Your Guide to Biking to the Inauguration
Just in case any of you guys are interested in attending, here's a how-to guide to bike to the inauguration. Read on for more info!
No matter your mode of transportation to the second inauguration of President Barack Obama you will have to do a lot of walking, as D.C.’s police force will establish a large “hard perimeter” around the parade route closed to vehicular travel and bicycles. (A map of the restricted area is here.)
Before you begin to hoof it, however, the easiest way to get close to the National Mall may be on a bicycle. Bicycling advocates expect thousands of people to pedal into downtown D.C. on Monday morning, and DDOT is taking steps to accommodate them.
For starters, there will be a large bicycle parking area established at 16th Street and I Street NW starting at 7 a.m.
“That’s going to hold about 700 bikes but you are going to want to bring your own lock. It’s not valet parking but it will be supervised all day,” said DDOT planner Jim Sebastian.
As for Capital Bikeshare, there will be two special docking areas – corrals – that will accept an unlimited number of bikes: at Farragut Square in Northwest and at the USDA building at 12thStreet and Independence Avenue Southwest.
“It’s essentially a bottomless station where you can come down and not have to worry about there being an empty space,” Sebastian said.
Starting today six bike share stations along the inaugural parade route will be temporarily dismantled. To make up for the closed stations, CaBi will open a temporary corral to accept bikes.
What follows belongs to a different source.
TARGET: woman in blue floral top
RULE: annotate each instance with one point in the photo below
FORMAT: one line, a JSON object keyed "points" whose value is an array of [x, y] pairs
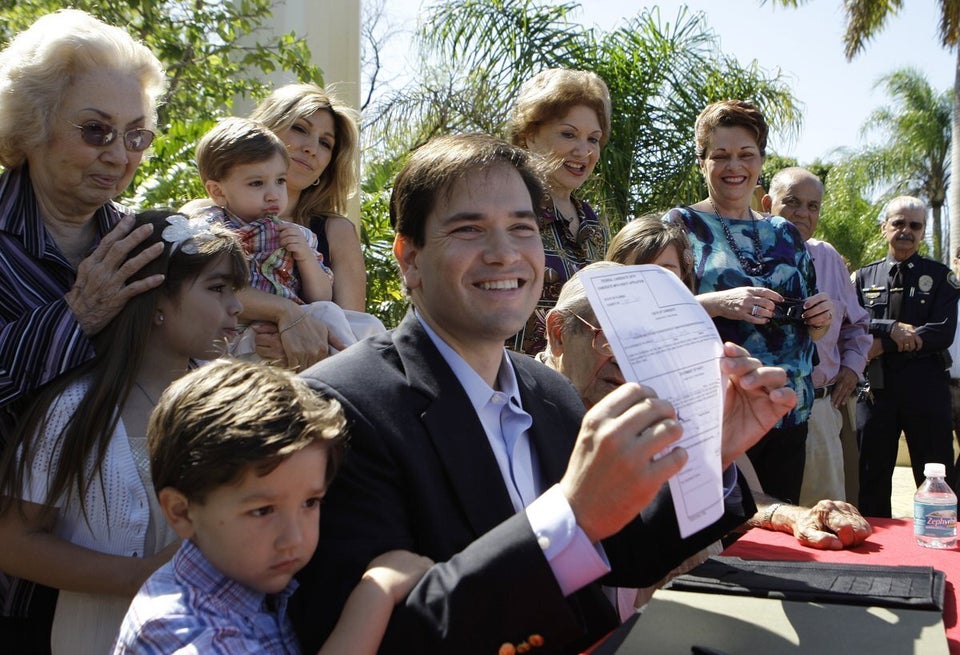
{"points": [[755, 278], [563, 115]]}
You can see the list here.
For bicycling advocates, Monday presents an opportunity to show how much progress D.C. has made in becoming a bike-friendly city.
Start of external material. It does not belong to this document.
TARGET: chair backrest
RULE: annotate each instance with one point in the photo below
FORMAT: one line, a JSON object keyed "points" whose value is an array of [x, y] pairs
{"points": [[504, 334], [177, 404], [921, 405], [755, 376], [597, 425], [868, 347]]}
“This is going to be the first year that we have bike lanes on Pennsylvania Avenue during an inauguration, so President Obama is going to be riding down Pennsylvania Ave. and those bike lanes are going to be in all those photos,” said Greg Billing at the Washington Area Bicyclist Association. “This is a great time for us to show off to the nation that D.C. is a bike city and that we are setting an example that other cities around the country can follow.”